La Chine et l’Inde ne peuvent pas s’en passer
Ce sont les économies émergentes d’Asie, menées par les deux pays de loin les plus peuplés de la planète, la Chine et l’Inde, qui portent la croissance de la demande mondiale de charbon depuis une décennie. Les deux pays prévoient encore d’augmenter leur capacité de production d’électricité à partir du charbon afin de soutenir l’essor des renouvelables intermittents (solaire et éolien) en fournissant une production pilotable dite de base, 24 heures sur 24 et 7 jours sur 7, pour éviter pénuries d’électricité et coupures de courant comme celles subies au début des années 2020. Contrairement à ce que prévoient les institutions internationales depuis des années, les investissements records de la Chine dans les renouvelables ne freinent pas l’utilisation et le développement du charbon. Les sources d’énergie s’additionnent et sont complémentaires !
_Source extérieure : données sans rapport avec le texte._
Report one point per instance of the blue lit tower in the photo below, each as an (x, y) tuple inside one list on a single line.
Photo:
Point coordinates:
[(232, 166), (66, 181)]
Ainsi, tandis que la part du charbon dans le total de la production électrique de la Chine a diminué de 75% à 70% au cours des neuf dernières années, sa production totale a en fait augmenté de 48%… La demande d’électricité dans le pays s’est accrue en moyenne de 5,5% par an au cours des cinq dernières années. Et la Chine a lancé la construction de 94,5 GW de nouvelles capacités de production d’électricité à partir du charbon et a repris 3,3 GW de projets suspendus en 2024. Il s’agit tout simplement du niveau de construction de centrales au charbon le plus élevé des dix dernières années. Signe d’un changement de politique à Pékin, les autorisations de construction de nouvelles centrales au charbon ont rebondi au second semestre de 2024 pour atteindre 66,7 GW tandis que seuls 9 GW avaient été autorisés au cours du premier semestre.
Le phénomène est similaire, mais à une échelle plus réduite, en Inde. La demande d’électricité a augmenté de 7% en 2023 et devrait connaître une croissance moyenne de 6% par an jusqu’en 2026 en raison du développement économique et démographique du pays devenu le plus peuplé au monde. Et cela s’accompagne d’une augmentation de la production nationale de charbon et d’une accélération de la construction de centrales électriques au charbon. L’Inde doit se doter plus de 88 GW de nouvelles centrales à charbon d’ici 2032.
Les errements de l’Agence internationale de l’énergie
L’Agence internationale de l’énergie (AIE) n’a pas pu faire autrement que de reconnaître en décembre dernier que la demande mondiale de charbon atteindra un nouveau record en 2024. Et maintenant sa prévision est celle d’une stabilisation de la consommation mondiale de charbon jusqu’en 2027. Le risque est grand qu’il s’agisse encore une fois d’un vœu pieu.
Le précédent record remontait à 2023. L’AIE annonçait alors une consommation de charbon stable en 2024. Elle s’est trompée… Il y a malheureusement toutes les chances que la consommation mondiale de charbon continue à augmenter cette année et au cours des prochaines années. Sauf si la Chine et l’Inde renoncent soudain à satisfaire les besoins de leurs populations et de leurs économies et à assurer leur sécurité d’approvisionnement énergétique. On peut toujours comme l’AIE vivre dans un monde d’illusions.